Вынужденный из материальных соображений служить, писатель выполняет обязанности цензора Петербургского цензурного комитета, редактора правительственной газеты «Северная почта», члена совета министра по делам книгопечатания. В 1867 г. он выходит в отставку.

В 70—80-е годы Гончаров, не чувствуя сил для реализации замысла четвертого романа, «захватывающего и современную жизнь», обращается к жанру очерка и мемуаров.

Гончаров считал роман жанром, который занял ведущее место в современном обществе, с его «скрытым механизмом», «тайными пружинами», господствующей прозаичностью. В этих суждениях Гончаров опирался на Белинского.

Мысль о прозаичности современного писателю мира раскрывается уже в заглавии первого гончаровского романа: история обыкновенная, а не героическая, не высокая. Гончаров чутко улавливает всемирно-исторический по своему масштабу процесс смены патриархально-феодального уклада и строя жизни с его узкими, но непосредственно-личными общественными связями (отсюда и известная «поэзия», человечность прежнего бытия) укладом качественно иным (объективно — буржуазным), отмеченным широтой, но безличностью, опосредованностью (товаром, деньгами) человеческих отношений, их с традиционной точки зрения антипоэтичностью.

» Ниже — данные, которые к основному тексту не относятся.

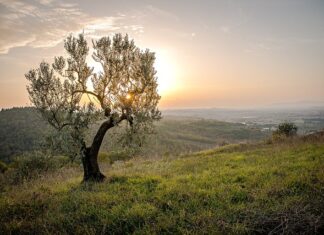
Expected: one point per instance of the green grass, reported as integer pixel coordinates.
(237, 189)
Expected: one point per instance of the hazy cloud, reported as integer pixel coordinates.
(46, 23)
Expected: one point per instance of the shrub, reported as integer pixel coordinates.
(33, 164)
(3, 167)
(114, 156)
(286, 129)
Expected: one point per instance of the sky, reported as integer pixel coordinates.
(208, 53)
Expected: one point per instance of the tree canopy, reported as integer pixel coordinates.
(71, 96)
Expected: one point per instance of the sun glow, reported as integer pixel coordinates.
(165, 67)
(166, 72)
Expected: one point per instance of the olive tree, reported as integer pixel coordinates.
(71, 96)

В «Обыкновенной истории» этот момент схвачен в самой экспозиции. С молодым представителем патриархального уголка (поместье Грачи), выпускником университета Александром Адуевым читатель знакомится в тот переломный для него день, когда герою «стал тесен домашний мир»: его неодолимо «манило вдаль», в жизнь «нового мира». «Он принадлежал двум эпохам», — сказано о слуге Обломова Захаре («Обломов»), и это с полным основанием можно отнести к самому Илье Ильичу, живущему уже в Петербурге, но духовно не порвавшему и с патриархальной Обломовкой. Героем переходного времени задуман романистом и художник Райский — центральный персонаж «Обрыва».

Современники перевала истории, герои Гончарова и сам художник объективно поставлены либо перед выбором между старым и новым укладами, либо перед поиском еще неясной и трудноуловимой будущей «нормы», идеала взаимоотношений личности с обществом, общежития, в равной мере отвечающего как прозаическому складу новой действительности, так и лучшим, вечным потребностям индивида. Если некоторые герои Гончарова (Петр и Александр Адуевы, Обломов в конечном счете) не идут далее простого выбора, то сам романист свою задачу видит в отыскании и художественном воплощении новой поэзии, нового нравственно-эстетического идеала и положительного героя, по-своему отвечая на кардинальный вопрос современности: как жить, что делать?